这几年我总是在忙碌着,为了长辈寄托于我们的人生大事奋斗着。考大学,补习班,兴趣班,我被他们填的满满的,我来回穿梭在长辈的这个希望与另一个希望当中。
尽管到最后的结局还是不如意,我考上了北方的大学,去到那边生活。我开始念旧,经常想起千里之外的这棵树,与其说是想树,倒不如坦白是没骨气地惦记着家。新的环境以及新的状态,让我无所适从,我也总是念旧,处处刻刻寻找着与故乡的相似之处,但也处处刻刻也困囿在无休止的思念里,如同桎梏,无论如何也无法挣脱:一切都是记忆在作怪。
那是我第一次真切体会到生活,好在北方的寒假放的及时,我立即踏上南归的列车。半年未见,面面老墙依旧,或者是更旧了,而桂树倒是看不出是不是添了几片新叶。我对他们的记忆也就这样打住,呆在老家的几个月,又是重复着进进出出循环往复的生活,而在大学的对故乡的深切也就渐渐淡了。
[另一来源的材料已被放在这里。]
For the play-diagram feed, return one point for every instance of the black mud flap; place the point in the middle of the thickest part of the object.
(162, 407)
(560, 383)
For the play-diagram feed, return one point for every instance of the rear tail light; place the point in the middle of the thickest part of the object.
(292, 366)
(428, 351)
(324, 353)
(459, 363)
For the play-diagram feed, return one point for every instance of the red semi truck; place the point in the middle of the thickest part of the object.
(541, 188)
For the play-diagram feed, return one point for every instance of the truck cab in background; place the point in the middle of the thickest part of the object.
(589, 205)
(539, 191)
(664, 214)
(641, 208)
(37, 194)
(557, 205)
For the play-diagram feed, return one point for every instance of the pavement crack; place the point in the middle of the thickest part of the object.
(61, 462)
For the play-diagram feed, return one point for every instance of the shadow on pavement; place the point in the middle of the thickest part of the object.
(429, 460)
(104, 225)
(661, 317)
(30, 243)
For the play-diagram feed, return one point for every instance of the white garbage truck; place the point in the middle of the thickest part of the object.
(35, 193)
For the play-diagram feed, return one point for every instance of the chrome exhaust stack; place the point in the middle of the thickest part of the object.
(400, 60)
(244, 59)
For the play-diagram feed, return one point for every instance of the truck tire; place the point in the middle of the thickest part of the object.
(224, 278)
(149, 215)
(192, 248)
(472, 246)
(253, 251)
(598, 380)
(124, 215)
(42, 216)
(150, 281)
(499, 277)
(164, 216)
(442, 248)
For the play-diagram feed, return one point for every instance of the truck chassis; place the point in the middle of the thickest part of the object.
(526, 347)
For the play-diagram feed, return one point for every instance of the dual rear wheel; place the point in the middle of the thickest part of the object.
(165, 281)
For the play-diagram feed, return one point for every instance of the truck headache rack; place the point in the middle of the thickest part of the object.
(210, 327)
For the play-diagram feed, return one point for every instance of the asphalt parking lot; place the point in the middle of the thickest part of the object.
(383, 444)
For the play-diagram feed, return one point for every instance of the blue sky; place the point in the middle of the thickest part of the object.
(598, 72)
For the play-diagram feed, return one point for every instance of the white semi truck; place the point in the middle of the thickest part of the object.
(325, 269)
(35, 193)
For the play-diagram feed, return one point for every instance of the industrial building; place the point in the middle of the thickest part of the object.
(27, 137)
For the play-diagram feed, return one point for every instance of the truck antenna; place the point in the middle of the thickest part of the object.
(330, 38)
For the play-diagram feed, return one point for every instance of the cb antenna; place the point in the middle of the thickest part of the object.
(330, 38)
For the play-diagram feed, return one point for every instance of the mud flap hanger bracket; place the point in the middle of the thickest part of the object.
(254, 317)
我们有时候奔波千里,汽车火车飞机,去到一处没有桂花树的地方,而桂树却一直在我们的心里,牵动着我的思念,怎么也摆脱不掉。落叶归了根又化成了叶:我千里迢迢离开这棵树,又千里迢迢回来。
就像是我整理房间不经意翻到的玩具车,也许是多年前吵着嚷着让母亲买的,我会拂去车上的尘埃像从前那样放在地上摆弄,兴趣一过,他就被放回原位,等待下一次不经意的重逢。这些并非郑重其事的记忆留影,总是在特殊的场合,不经意地喷涌而出然后消失,有的我忘记了在哪儿,有的我忘记了为什么。相对于他们停留的长短,他们给予我的一次次冲动,也是无伤大雅了。对于桂花树的深刻记忆,我想他还会出现的,可能是在下一段学期,也可能是在我接下来为生命奔波的其中的一段不经意……难料。
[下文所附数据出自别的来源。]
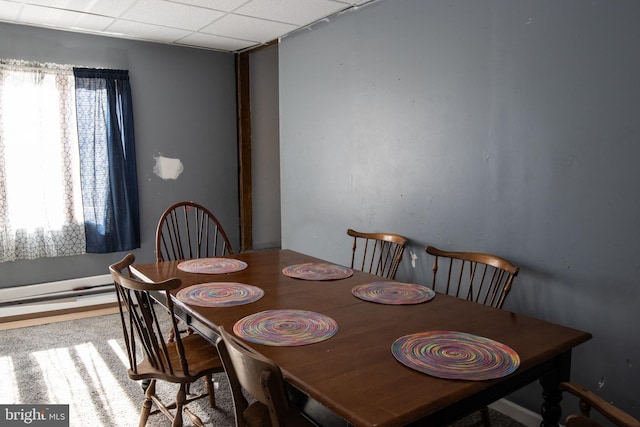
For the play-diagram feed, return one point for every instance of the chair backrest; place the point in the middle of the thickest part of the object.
(257, 375)
(589, 400)
(478, 277)
(377, 253)
(141, 326)
(188, 230)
有些记忆像这棵树,安睡在角落。偶尔醒来,睁开眼看着我,如果恰巧他我对视,它便会提醒我还有他的存在;如果他见我正忙-忙着入世出世,就又睡了回去,这多年他们轻的仿佛
不在却又实际扎根于此。等到我的青春被许多所谓的人生大事消耗殆尽,回头才看见他们坚定不移地固守在那个角落,也似乎有了千斤的重量。
确实,每一次的奔疲都是在重新拉开一个城市到另一个城市的距离,似乎又要回到从前出发的地方,寻找另一个角度去理解生活。在没有离开久居的环境之前,我们对实体生活的感受是越来越弱的,或者说从来就没有过,直到我们开始为了学习为了生活奔走千里,才会回忆起过去的那些亲切熟悉又遥不可及的生活。对于我而言,这棵桂花树就是承担了我生活的载体,树会替我记住许多事。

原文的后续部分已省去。